Александр Громов - Завтра наступит вечность
Отлично. Большего мне и не надо. Наблюдательный пункт я устрою здесь – вон, кстати, подходящий термитник. Хозяева, к счастью, внизу по случаю дождя. Сольюсь с ним в одно целое, и меня не увидит никто, зато я увижу все.
Для начала я перевалил через пологий холм, прошлепал по раскисшей почве еще с километр и дал там несколько скупых очередей. Я надеялся, что в лагере было слышно, а еще больше надеялся, что было ЕЛЕ слышно. Песков должен был понять, что я ушел далеко. Последней очередью я сбил зайца, опрометчиво выскочившего из укрытия в кустах неизвестной мне породы. Другой дичи не было – стада копытных вернутся сюда не раньше, чем зазеленеет первая трава. Черт с ними. Заяц – тоже оправдание охоты.
Неся мотающуюся тушку за уши, я поспешал обратно едва ли не бегом и пригибался, как под пулеметным обстрелом. Бухнувшись животом на термитник, я навел оптику и стал ждать.
Все-таки: заметил меня Песков ночью на утесе или нет?
Если да, то более чем вероятно, что я должен опасаться за свою жизнь. Мы все должны опасаться, но я – в первую голову.

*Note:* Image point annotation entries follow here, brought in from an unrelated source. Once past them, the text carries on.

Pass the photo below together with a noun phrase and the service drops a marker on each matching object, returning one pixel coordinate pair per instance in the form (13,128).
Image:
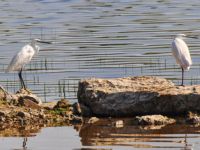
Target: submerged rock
(193,118)
(131,96)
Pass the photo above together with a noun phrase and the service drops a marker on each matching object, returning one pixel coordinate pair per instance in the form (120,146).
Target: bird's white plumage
(181,52)
(23,57)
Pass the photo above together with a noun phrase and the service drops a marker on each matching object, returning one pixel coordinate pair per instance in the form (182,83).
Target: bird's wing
(21,59)
(181,53)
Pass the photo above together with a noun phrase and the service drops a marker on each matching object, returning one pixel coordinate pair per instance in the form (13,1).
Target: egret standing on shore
(23,57)
(181,53)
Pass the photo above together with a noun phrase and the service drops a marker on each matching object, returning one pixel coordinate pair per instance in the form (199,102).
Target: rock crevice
(131,96)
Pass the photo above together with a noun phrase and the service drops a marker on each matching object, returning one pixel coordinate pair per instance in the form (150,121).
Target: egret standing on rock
(23,57)
(181,53)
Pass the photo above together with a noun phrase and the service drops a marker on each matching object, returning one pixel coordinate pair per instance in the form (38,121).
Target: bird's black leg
(182,77)
(21,79)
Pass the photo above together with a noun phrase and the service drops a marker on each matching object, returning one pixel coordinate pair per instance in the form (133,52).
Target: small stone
(76,109)
(26,102)
(118,123)
(193,118)
(23,114)
(63,103)
(77,119)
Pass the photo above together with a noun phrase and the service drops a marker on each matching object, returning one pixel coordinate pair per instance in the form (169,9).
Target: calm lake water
(95,38)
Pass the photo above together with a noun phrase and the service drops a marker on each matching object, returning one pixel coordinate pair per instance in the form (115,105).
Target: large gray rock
(136,96)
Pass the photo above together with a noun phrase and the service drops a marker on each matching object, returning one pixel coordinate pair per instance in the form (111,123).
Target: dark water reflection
(95,38)
(104,135)
(149,137)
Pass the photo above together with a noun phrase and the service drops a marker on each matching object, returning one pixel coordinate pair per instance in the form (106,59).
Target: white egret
(23,57)
(181,53)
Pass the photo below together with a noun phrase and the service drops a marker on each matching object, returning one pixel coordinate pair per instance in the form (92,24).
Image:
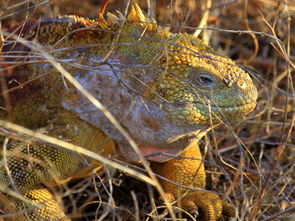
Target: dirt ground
(258,168)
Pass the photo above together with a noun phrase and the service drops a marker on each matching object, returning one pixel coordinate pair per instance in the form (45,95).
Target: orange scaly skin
(165,89)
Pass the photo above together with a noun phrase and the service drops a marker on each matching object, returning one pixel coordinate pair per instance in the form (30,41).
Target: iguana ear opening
(137,16)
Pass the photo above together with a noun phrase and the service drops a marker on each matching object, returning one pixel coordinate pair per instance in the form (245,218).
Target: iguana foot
(207,206)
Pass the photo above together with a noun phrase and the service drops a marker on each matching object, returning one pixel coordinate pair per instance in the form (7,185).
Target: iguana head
(166,89)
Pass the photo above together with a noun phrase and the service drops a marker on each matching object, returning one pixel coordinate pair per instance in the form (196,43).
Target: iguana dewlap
(167,90)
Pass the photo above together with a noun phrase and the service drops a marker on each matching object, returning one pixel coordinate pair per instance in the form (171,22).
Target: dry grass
(253,160)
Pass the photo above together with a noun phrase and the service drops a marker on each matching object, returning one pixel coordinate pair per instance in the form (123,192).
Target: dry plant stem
(285,55)
(255,41)
(203,23)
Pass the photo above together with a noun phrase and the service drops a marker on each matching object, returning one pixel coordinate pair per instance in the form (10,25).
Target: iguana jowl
(167,90)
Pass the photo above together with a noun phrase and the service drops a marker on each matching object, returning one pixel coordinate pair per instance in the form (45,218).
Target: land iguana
(165,89)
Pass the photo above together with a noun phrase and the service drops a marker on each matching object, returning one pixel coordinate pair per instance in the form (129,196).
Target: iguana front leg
(188,170)
(34,167)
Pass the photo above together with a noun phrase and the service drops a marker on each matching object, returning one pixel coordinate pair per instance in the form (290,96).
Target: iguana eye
(206,80)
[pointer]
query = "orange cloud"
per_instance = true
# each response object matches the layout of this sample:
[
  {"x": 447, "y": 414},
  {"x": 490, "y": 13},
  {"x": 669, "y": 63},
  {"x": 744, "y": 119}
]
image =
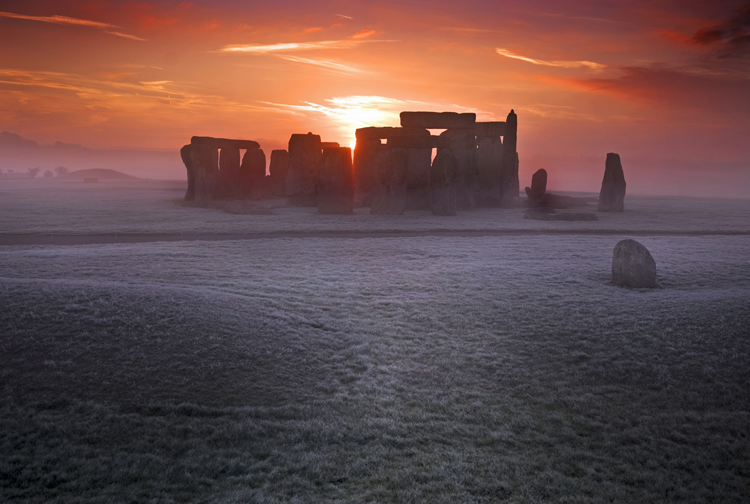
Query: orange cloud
[{"x": 363, "y": 34}]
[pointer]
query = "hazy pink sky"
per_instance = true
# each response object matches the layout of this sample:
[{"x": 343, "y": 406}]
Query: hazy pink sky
[{"x": 648, "y": 79}]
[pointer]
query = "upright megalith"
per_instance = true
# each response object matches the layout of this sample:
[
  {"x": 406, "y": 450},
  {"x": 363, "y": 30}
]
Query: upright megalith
[
  {"x": 278, "y": 169},
  {"x": 206, "y": 159},
  {"x": 489, "y": 162},
  {"x": 305, "y": 156},
  {"x": 365, "y": 153},
  {"x": 389, "y": 194},
  {"x": 336, "y": 182},
  {"x": 612, "y": 194},
  {"x": 229, "y": 172},
  {"x": 186, "y": 153},
  {"x": 443, "y": 178},
  {"x": 462, "y": 143},
  {"x": 437, "y": 120},
  {"x": 253, "y": 174},
  {"x": 509, "y": 168},
  {"x": 538, "y": 185},
  {"x": 633, "y": 265}
]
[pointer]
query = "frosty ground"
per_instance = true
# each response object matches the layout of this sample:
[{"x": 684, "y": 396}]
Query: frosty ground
[{"x": 385, "y": 369}]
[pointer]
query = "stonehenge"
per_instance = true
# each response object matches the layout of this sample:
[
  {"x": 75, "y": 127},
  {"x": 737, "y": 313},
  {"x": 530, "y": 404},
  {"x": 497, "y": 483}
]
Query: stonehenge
[
  {"x": 612, "y": 194},
  {"x": 392, "y": 169}
]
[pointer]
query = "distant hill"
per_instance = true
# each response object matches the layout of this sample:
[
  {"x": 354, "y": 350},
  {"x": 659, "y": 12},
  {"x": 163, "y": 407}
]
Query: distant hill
[{"x": 99, "y": 173}]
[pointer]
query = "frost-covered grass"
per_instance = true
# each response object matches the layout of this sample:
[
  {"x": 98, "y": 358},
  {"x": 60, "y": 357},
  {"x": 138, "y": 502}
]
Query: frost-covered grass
[
  {"x": 156, "y": 207},
  {"x": 434, "y": 369}
]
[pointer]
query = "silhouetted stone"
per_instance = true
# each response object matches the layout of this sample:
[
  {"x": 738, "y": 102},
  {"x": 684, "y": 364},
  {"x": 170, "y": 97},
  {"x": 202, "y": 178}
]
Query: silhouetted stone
[
  {"x": 305, "y": 156},
  {"x": 229, "y": 173},
  {"x": 279, "y": 167},
  {"x": 186, "y": 153},
  {"x": 443, "y": 175},
  {"x": 612, "y": 195},
  {"x": 550, "y": 215},
  {"x": 365, "y": 152},
  {"x": 437, "y": 120},
  {"x": 509, "y": 168},
  {"x": 538, "y": 185},
  {"x": 418, "y": 179},
  {"x": 489, "y": 162},
  {"x": 224, "y": 143},
  {"x": 633, "y": 265},
  {"x": 238, "y": 207},
  {"x": 206, "y": 160},
  {"x": 489, "y": 129},
  {"x": 336, "y": 182},
  {"x": 391, "y": 171},
  {"x": 463, "y": 145},
  {"x": 253, "y": 174},
  {"x": 384, "y": 133}
]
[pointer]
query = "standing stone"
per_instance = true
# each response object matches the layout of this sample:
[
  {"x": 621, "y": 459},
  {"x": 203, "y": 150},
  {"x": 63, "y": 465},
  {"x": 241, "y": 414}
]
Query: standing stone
[
  {"x": 365, "y": 153},
  {"x": 509, "y": 169},
  {"x": 305, "y": 156},
  {"x": 229, "y": 172},
  {"x": 538, "y": 185},
  {"x": 186, "y": 153},
  {"x": 336, "y": 182},
  {"x": 463, "y": 145},
  {"x": 489, "y": 164},
  {"x": 206, "y": 160},
  {"x": 443, "y": 176},
  {"x": 391, "y": 172},
  {"x": 253, "y": 174},
  {"x": 612, "y": 195},
  {"x": 632, "y": 265},
  {"x": 279, "y": 167},
  {"x": 418, "y": 179}
]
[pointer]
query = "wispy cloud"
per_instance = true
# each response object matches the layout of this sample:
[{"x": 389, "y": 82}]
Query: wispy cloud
[
  {"x": 291, "y": 46},
  {"x": 327, "y": 64},
  {"x": 65, "y": 20},
  {"x": 596, "y": 67}
]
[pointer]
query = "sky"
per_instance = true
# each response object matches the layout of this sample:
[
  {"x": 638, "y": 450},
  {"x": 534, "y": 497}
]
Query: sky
[{"x": 666, "y": 84}]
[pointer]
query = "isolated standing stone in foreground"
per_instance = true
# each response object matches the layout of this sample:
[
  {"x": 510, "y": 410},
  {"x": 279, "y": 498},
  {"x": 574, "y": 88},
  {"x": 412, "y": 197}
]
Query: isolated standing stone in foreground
[
  {"x": 632, "y": 265},
  {"x": 336, "y": 182},
  {"x": 443, "y": 176},
  {"x": 612, "y": 195}
]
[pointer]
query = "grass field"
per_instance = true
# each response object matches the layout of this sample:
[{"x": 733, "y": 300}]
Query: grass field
[{"x": 429, "y": 369}]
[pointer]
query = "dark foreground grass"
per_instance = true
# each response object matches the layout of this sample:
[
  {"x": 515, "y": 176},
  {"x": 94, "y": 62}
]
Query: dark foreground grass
[{"x": 453, "y": 392}]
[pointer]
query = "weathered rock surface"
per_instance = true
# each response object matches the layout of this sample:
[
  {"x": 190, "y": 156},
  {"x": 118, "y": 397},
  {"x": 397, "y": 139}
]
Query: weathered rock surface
[
  {"x": 278, "y": 168},
  {"x": 538, "y": 185},
  {"x": 253, "y": 174},
  {"x": 437, "y": 120},
  {"x": 552, "y": 216},
  {"x": 229, "y": 172},
  {"x": 391, "y": 172},
  {"x": 612, "y": 194},
  {"x": 224, "y": 143},
  {"x": 238, "y": 207},
  {"x": 463, "y": 145},
  {"x": 206, "y": 160},
  {"x": 336, "y": 182},
  {"x": 305, "y": 156},
  {"x": 509, "y": 169},
  {"x": 443, "y": 177},
  {"x": 489, "y": 162},
  {"x": 186, "y": 153},
  {"x": 381, "y": 133},
  {"x": 489, "y": 129},
  {"x": 633, "y": 265}
]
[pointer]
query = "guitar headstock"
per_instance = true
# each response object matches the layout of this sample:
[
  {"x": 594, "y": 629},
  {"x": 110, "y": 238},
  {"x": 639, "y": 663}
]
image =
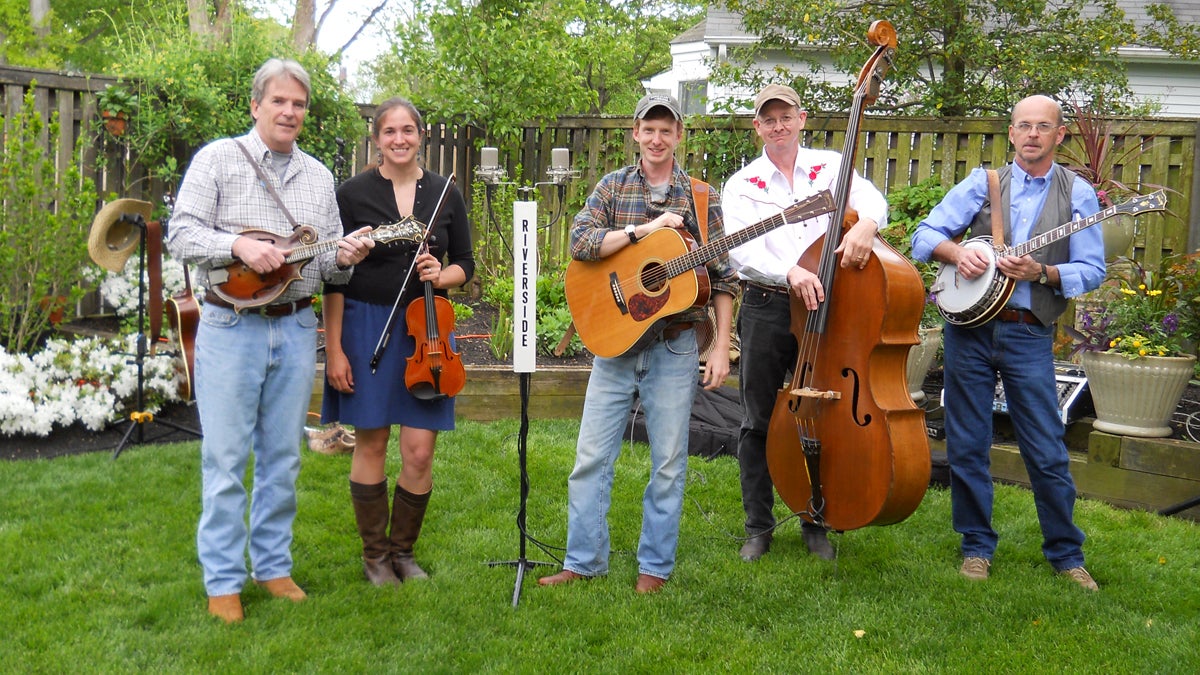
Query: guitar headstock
[
  {"x": 811, "y": 207},
  {"x": 1141, "y": 203},
  {"x": 405, "y": 230}
]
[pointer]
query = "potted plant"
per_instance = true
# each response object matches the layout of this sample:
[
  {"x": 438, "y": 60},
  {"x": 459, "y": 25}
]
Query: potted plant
[
  {"x": 1134, "y": 335},
  {"x": 906, "y": 208},
  {"x": 117, "y": 103},
  {"x": 1093, "y": 151}
]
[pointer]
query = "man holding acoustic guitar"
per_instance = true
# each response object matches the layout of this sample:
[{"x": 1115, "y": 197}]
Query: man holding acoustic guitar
[
  {"x": 1020, "y": 201},
  {"x": 628, "y": 205},
  {"x": 240, "y": 204}
]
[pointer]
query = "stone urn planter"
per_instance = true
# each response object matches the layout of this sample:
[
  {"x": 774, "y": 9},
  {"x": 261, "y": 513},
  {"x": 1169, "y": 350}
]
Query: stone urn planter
[
  {"x": 921, "y": 359},
  {"x": 1135, "y": 396}
]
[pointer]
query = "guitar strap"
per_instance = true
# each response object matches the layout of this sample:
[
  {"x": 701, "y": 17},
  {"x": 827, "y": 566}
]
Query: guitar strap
[
  {"x": 267, "y": 183},
  {"x": 706, "y": 330},
  {"x": 154, "y": 269},
  {"x": 700, "y": 201},
  {"x": 997, "y": 216}
]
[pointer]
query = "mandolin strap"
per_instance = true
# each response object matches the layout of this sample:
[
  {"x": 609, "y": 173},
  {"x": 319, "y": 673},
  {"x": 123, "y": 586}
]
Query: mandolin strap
[{"x": 267, "y": 183}]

Сейчас, пользуясь моим отсутствием, он должен снова перепрятать то, что перепрятывал ночью, спасая от ливня. Вероятно, это что-то небольшое, что легко поместится в вещмешке. В его самодельном, любовно сработанном из кожи какой-то дохлятины вещмешке, который он ни на минуту не оставит без присмотра.
Если он не заметил меня, разницы нет – неведомый предмет должен быть перемещен в тот же вещмешок, потому что завтра мы уходим отсюда к танку, а затем к котловине. То, о чем так пекутся, не оставляют без присмотра надолго. Тем более навсегда.
Гипотеза, ничего больше. И, как всякая гипотеза, она гроша ломаного не стоит, пока не проверена.
У всякого человека запас терпения имеет свой предел, у меня этот предел всегда был небольшим, но я мобилизовал его весь без остатка. Дождь не ослабевал – мелкий, заунывный, очень упорный дождь, изобретенный природой специально для испытания на прочность человеческой психики.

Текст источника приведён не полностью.